In a first for any federal court, my colleagues hold that a foreign company that has no United States employees, locations, or business activities must produce a designee to testify at a deposition in the Eastern District of Virginia so long as it has applied for trademark registration with a government office located there. 35 U.S.C. § 24
(2000). As a result, foreign witnesses can be compelled to travel to the United States and give in-person deposition testimony at the behest of any litigant in a trademark dispute, "for use in any contested case in the Patent and Trademark Office" ("PTO") — though the PTO’s own procedures call for obtaining testimony from foreign
companies through other means.

. . . [This decision] is bound to embroil foreign trademark applicants in lengthy, procedurally complex proceedings.

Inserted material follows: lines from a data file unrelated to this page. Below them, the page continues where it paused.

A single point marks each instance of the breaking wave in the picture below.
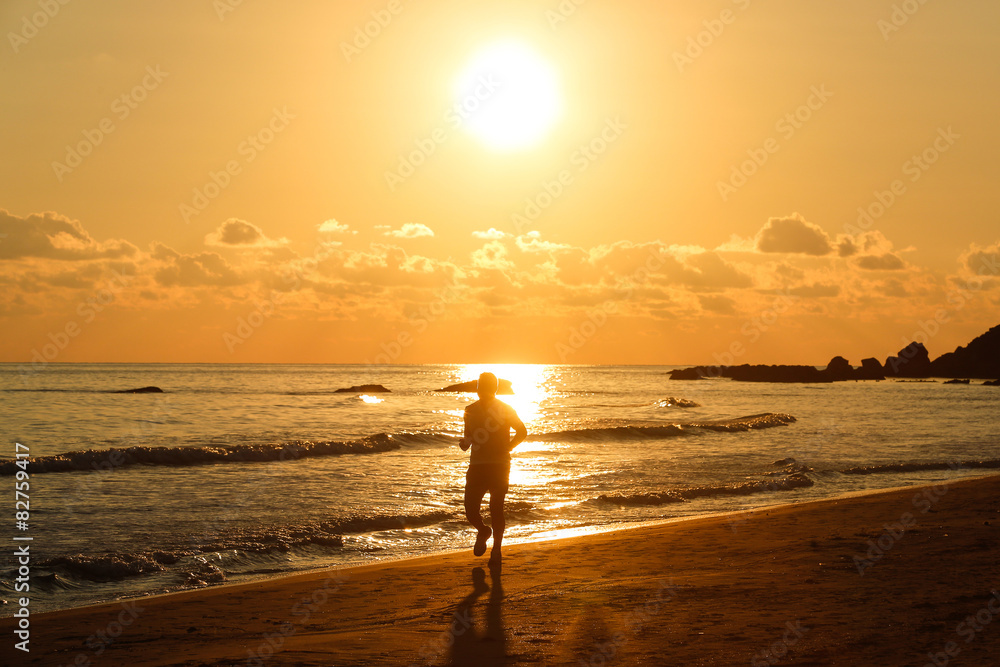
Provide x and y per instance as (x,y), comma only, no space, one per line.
(918,467)
(634,432)
(97,459)
(788,483)
(240,544)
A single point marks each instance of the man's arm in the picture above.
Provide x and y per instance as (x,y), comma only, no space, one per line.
(520,432)
(466,441)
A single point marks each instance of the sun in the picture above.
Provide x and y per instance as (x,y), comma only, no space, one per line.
(508,96)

It inverts longstanding canons of construction that seek to protect against international discord, and it disregards the views of the PTO whose proceedings 35 U.S.C. § 24 is designed to aid. . . . No matter how one cuts
the cookie, the bottom line is that the majority enforces the subpoena. In so doing, the majority creates a standard that is in fact a national one: the PTO is located in the Eastern District of Virginia; applications for trademark registration are filed there; and subpoena enforcement will frequently be sought in that district. Indeed, for any foreign corporation without a pre-existing United States presence, the majority’s decision will be controlling. For this reason, among others, I think this decision is unfortunate. The decision to extend the subpoena power under 35 U.S.C. § 24 to foreign companies situated similarly to Rosenruist is one that is plainly before this court, and its importance warrants full discussion.